Last Saturday, in pressing here the need for an early supplementary budget, I had no idea what effect, if any, that proposal would have. Suggesting that the political opposition take the lead in proposing tax increases was asking a lot. But last Thursday the leaders of the two main Opposition parties reacted in a most constructive way, and yesterday in this paper Enda Kenny set out positive suggestions for what such a budget might contain.
Much now depends upon the tone of the Taoiseach’s response to this Opposition approach when tonight he addresses his ardfheis.
If he can avoid the kind of point-scoring to which – as I, above all, know well! – party leaders are prone on such occasions, and if instead he responds positively to what has been a statesmanlike Opposition approach, we could be well on the way to getting on top of our crisis.
Meanwhile, the table published with this article shows just why we need above all to restore our revenue flow.

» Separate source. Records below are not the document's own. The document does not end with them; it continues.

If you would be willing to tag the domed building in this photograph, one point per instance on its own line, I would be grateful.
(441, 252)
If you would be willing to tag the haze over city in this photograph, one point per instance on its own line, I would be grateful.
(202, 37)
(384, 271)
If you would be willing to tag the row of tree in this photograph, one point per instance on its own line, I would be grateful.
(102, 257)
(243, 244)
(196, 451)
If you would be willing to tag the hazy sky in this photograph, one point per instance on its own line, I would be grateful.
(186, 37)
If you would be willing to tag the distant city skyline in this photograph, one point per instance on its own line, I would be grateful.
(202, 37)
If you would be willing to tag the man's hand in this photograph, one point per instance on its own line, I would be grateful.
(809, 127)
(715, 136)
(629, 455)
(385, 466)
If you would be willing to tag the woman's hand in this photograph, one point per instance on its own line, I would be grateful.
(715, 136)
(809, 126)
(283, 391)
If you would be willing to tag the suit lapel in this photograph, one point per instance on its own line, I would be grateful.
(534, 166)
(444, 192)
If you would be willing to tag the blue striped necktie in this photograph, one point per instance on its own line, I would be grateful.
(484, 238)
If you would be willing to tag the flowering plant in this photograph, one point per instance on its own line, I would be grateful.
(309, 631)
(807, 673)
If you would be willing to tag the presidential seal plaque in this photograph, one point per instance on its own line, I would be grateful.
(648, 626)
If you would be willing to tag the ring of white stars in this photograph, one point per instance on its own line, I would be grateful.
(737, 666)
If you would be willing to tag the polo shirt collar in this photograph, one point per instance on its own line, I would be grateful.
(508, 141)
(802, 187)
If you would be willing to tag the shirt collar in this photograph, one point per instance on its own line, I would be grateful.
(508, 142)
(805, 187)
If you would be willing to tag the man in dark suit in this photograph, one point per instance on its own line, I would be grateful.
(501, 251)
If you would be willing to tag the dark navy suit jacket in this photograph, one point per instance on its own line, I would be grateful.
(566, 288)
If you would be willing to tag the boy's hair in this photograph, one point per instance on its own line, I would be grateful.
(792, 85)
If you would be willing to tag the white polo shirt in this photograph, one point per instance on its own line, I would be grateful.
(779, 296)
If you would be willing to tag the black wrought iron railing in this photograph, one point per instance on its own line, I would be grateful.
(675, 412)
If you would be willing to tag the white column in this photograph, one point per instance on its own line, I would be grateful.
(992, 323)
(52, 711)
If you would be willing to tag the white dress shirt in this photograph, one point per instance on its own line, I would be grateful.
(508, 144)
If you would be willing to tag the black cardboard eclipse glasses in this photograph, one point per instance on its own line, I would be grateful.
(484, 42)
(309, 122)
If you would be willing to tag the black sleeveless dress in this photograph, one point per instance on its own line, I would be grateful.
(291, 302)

It does this by setting out the key figures in the Government’s early January submission to the European Commission, and comparing these with the projections for the current year that were published by the Government in its 2008 budget statement, on December 5th 2007.
This comparison shows unequivocally that our problems do not derive from overspending. Indeed, current public expenditure in 2009 is now projected to come out slightly below the figure that the government had estimated in late 2007.
Our borrowing crisis is solely a consequence of a severe shortfall in revenue.
This 30 per cent revenue shortfall has in part been due to the fact that our 2009 national output is currently foreseen to fall at least one-sixth below the level that had earlier been expected – and even that may soon prove to have been optimistic.
But – and this is the really important point – by comparison with what had been projected in late 2007, there has also been a decline of as much as one-seventh in the proportion of this much-reduced national output accruing to the Government in the form of tax revenue.
We have to accept that the part of the decline in tax revenue attributable to the drop in the value of national output cannot be recovered in the short term.
It would not be desirable or practicable to raise the share of national output taken in taxation above the 30 per cent level at which it stood in 2007. Instead, that part of the revenue shortfall has to be met by cuts in spending – and particularly by cuts in public service pay at least to match reductions in pay currently taking place in the private sector.
But we do need urgently to tackle the additional revenue gap of over €6 billion that is the consequence of this year’s dramatic drop in the share of this much-reduced national output accruing to the Government in the form of tax revenue.
That is why we urgently need a supplementary budget, to start the process of restoring gradually to its 2007 level of around 30 per cent the share of national output accruing to the State as tax revenue.
A supplementary budget could be used to bring forward carbon taxation, which would be relatively easy to introduce. By contrast, property taxation might require a longer preparatory period, and its design could certainly benefit from the views of the Commission on Taxation.
The total exemption from income tax of a large proportion of our population – which has no parallel elsewhere in Europe – must eventually be tackled, but given the possible short-term impact of this upon employment, that may also be left till later.
However, as suggested earlier, a new tax rate designed to raise additional revenue from people in the community with higher incomes could facilitate an early settlement of the present dispute with the trade union leadership, thus heading off what could otherwise develop into a dangerous level of industrial strife.